E no decorrer de todo este processo também vamos assistindo a grupos representativos de determinada condição, por exemplo do autismo, que vão reagindo a todo um conjunto de situações e que ocorre no seguimento da sua participação e auto-representação. Ou seja, se uma pessoa autista ouvir em determinado local que estão a usar a palavra autista de uma forma desrespeitosa é compreensível que se sinta no direito de poder chamar a atenção de quem o está a fazer. Ou se a pessoa autista sentir que os seus direitos enquanto estudante não estão a ser garantidos é esperado que possa dizer algo acerca do mesmo. Ou se estiver a ser debatido uma determinada política publica e que venha a implicar directa e indirectamente na sua pessoa em razão da sua condição, também é esperado que a pessoa autista se possa quer movimentar para fornecer a sua opinião sobre o que pensar ser o mais adequado. Além do mais, o autismo sendo uma perturbação do neurodesenvolvimento, vai estando representada na ciência, seja na investigação mas também nos aspectos clínicos. E também aqui é compreensível que a pessoa autista tenha um papel activo e participativo. Até porque sabemos que ao longo de todos estes anos também na ciência têm sido cometidos determinados atropelos ao autismo. E como tal, será a participação vigil de todos e em respeito por todos que fará a construção de um melhor caminho.

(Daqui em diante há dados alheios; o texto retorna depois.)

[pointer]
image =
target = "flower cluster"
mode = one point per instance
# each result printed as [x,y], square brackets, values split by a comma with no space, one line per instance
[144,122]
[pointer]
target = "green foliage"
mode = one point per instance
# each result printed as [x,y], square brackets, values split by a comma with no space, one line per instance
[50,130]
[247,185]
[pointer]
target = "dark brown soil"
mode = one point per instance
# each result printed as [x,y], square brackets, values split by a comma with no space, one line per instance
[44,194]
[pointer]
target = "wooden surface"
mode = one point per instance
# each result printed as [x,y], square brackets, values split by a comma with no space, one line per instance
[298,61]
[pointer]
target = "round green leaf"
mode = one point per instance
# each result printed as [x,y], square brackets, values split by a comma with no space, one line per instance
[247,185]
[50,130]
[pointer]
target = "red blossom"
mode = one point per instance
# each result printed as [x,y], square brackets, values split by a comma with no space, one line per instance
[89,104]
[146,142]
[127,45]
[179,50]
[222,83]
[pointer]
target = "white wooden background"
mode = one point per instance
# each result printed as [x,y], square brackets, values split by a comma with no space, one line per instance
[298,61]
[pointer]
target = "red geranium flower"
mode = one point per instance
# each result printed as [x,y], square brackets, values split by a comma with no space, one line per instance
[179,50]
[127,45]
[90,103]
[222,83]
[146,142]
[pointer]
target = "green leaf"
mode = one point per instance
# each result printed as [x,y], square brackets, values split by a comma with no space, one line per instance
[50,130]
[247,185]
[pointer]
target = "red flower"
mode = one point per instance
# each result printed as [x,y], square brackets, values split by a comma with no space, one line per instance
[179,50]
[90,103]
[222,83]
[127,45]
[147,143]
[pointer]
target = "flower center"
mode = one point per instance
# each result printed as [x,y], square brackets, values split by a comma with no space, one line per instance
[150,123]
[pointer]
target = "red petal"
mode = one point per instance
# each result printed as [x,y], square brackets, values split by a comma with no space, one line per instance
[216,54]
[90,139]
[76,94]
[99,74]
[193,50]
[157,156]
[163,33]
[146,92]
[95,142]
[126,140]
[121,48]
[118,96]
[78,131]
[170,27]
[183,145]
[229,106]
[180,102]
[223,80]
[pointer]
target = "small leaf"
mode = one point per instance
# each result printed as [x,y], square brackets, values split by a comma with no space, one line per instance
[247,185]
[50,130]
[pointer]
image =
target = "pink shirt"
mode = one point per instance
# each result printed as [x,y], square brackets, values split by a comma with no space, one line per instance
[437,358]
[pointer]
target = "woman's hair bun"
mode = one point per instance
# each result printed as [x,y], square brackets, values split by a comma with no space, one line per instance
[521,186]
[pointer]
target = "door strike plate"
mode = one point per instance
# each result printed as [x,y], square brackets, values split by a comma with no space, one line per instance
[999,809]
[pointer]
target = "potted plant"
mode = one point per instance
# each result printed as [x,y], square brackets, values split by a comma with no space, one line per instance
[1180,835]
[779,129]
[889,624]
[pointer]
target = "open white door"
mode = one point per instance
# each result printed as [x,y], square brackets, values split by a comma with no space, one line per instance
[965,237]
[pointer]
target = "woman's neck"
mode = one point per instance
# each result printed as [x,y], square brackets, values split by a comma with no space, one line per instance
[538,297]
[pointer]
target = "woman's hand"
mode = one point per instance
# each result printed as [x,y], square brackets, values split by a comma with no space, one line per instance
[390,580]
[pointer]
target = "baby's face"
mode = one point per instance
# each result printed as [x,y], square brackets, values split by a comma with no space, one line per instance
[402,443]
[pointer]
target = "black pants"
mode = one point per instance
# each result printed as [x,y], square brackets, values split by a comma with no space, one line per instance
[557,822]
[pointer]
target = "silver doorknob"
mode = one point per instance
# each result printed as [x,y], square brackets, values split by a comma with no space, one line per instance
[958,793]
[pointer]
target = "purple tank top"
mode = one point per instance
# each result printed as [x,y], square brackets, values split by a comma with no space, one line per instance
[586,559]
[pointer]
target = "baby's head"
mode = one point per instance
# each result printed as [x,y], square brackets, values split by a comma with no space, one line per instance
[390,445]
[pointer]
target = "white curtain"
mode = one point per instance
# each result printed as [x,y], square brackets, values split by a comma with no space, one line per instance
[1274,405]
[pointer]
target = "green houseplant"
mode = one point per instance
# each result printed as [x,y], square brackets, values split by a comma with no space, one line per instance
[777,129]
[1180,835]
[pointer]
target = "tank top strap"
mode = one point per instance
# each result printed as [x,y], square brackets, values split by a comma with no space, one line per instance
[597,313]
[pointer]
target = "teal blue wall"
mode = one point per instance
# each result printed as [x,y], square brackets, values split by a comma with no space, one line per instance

E se alguém disser que já viu e/ou já leu a participação de uma pessoa autista a ser proferida de forma mais inflamada, pensem o seguinte. Ao longo de todos estes anos da história da humanidade, a deficiência e a pessoa com deficiência foi sendo desconsiderada, desrespeitada e todo um conjunto de outros adjectivos. Ainda que nos dias de hoje isso se possa verificar com menor frequência, ainda assim aquela que se observa é suficientemente indigna. Até porque a pessoa com deficiência é uma pessoa de direitos, e não de direitos de 2ª ou 3ª classe, e como tal não necessita de estar a agradecer o facto dos seus direitos lhe estarem a ser devolvidos. São seus por direito. E além do mais, a pessoa com deficiência ao longo da sua vida vai se confrontando ainda com inúmeros obstáculos e formas de desrespeito pela sua pessoa e condição. E como tal, é compreensível, enquadrado em todo este percurso histórico e social que a pessoa se possa sentir revoltado, frustrada e com desejo de poder fazer defender os seus direitos. Até porque sente que necessita de estar a explicar uma coisa que todos nós deveríamos ter consciência - os direitos são para todos!